I have a function that takes a single parameter (alpha) as an input an outputs a N by N image (2048x2048). I want to obtain the gradient of this image with respect to the parameter (alpha). I’m not talking about a sobel filter, I’m looking to see how my image changes as I change alpha. The function takes around 2 seconds to evaluate.
grad_img = torch.autograd.functional.jacobian(render_with_alpha, alpha).squeeze(-1)
This works, and does exactly what I want. However, it takes minutes for a 64x64 image, and I terminated the 1024x1024 after 16h before it finished (I’m looking to compute 2048x2048).
Another approach, which is certainly too slow is use backward()

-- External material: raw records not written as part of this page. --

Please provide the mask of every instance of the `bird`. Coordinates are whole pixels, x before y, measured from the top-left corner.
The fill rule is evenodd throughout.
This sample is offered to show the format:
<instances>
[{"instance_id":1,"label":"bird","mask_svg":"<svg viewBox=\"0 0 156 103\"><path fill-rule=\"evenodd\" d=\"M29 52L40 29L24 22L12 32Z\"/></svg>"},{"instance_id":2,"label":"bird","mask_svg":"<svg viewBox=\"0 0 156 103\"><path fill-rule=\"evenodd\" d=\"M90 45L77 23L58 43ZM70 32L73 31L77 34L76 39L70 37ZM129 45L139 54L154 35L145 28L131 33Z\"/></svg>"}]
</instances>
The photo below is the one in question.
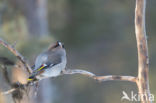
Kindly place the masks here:
<instances>
[{"instance_id":1,"label":"bird","mask_svg":"<svg viewBox=\"0 0 156 103\"><path fill-rule=\"evenodd\" d=\"M37 56L33 72L29 76L28 81L59 76L65 70L66 64L66 50L64 45L57 41Z\"/></svg>"}]
</instances>

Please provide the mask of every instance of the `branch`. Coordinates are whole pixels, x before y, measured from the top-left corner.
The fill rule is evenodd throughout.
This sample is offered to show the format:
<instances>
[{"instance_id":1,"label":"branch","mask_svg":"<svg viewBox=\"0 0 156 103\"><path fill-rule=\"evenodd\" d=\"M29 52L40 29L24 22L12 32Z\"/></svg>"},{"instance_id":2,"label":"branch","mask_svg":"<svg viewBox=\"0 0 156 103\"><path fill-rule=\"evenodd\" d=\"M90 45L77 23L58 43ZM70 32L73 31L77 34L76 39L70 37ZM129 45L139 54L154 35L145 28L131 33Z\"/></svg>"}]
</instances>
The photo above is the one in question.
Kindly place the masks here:
<instances>
[{"instance_id":1,"label":"branch","mask_svg":"<svg viewBox=\"0 0 156 103\"><path fill-rule=\"evenodd\" d=\"M24 65L24 67L26 68L26 71L31 74L32 73L32 69L29 66L29 64L26 62L26 60L24 59L24 57L11 45L9 45L7 42L5 42L4 40L2 40L0 38L0 44L2 44L4 47L6 47L9 51L11 51Z\"/></svg>"},{"instance_id":2,"label":"branch","mask_svg":"<svg viewBox=\"0 0 156 103\"><path fill-rule=\"evenodd\" d=\"M138 89L141 96L142 103L152 103L149 100L150 89L149 89L149 57L148 57L148 46L145 29L145 9L146 0L136 0L135 8L135 33L138 48Z\"/></svg>"},{"instance_id":3,"label":"branch","mask_svg":"<svg viewBox=\"0 0 156 103\"><path fill-rule=\"evenodd\" d=\"M86 70L80 70L80 69L67 69L65 71L63 71L63 74L81 74L87 77L90 77L92 79L95 79L97 81L100 82L104 82L104 81L129 81L129 82L136 82L137 78L133 77L133 76L119 76L119 75L106 75L106 76L96 76L95 74L88 72Z\"/></svg>"},{"instance_id":4,"label":"branch","mask_svg":"<svg viewBox=\"0 0 156 103\"><path fill-rule=\"evenodd\" d=\"M118 75L96 76L95 74L93 74L91 72L88 72L86 70L80 70L80 69L73 69L73 70L67 69L65 71L62 71L61 75L63 75L63 74L81 74L81 75L87 76L89 78L92 78L94 80L97 80L99 82L116 81L117 80L117 81L128 81L128 82L136 83L136 81L137 81L137 78L133 77L133 76L118 76ZM20 84L20 85L22 85L22 84ZM32 84L31 83L23 84L22 86L26 87L29 85L32 85ZM2 92L2 94L3 95L10 94L10 93L14 92L16 89L18 89L18 88L12 88L8 91Z\"/></svg>"},{"instance_id":5,"label":"branch","mask_svg":"<svg viewBox=\"0 0 156 103\"><path fill-rule=\"evenodd\" d=\"M1 94L2 95L8 95L8 94L11 94L12 92L14 92L15 90L16 90L16 88L12 88L12 89L10 89L8 91L2 92Z\"/></svg>"}]
</instances>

for each pixel. To get this working, I had to rerun the forward pass every time, which makes this method impractical (is there a way around this?).
Two alternative methods from the pytorch documentation appear to be jacrev and jacfwd. In my case, since I have a single input and a large output, it appears that jacfwd
would be ideal. However, I cannot get it to work with my code. If I understand correctly, it does not use autograd and when I use it, the code has errors about missing storage.
RuntimeError: Cannot access data pointer of Tensor that doesn’t have storage
I have this error every time I use a view, or use detach(). I do both of these quite often in my code.
So how can I efficiently compute the per pixel gradient of the image?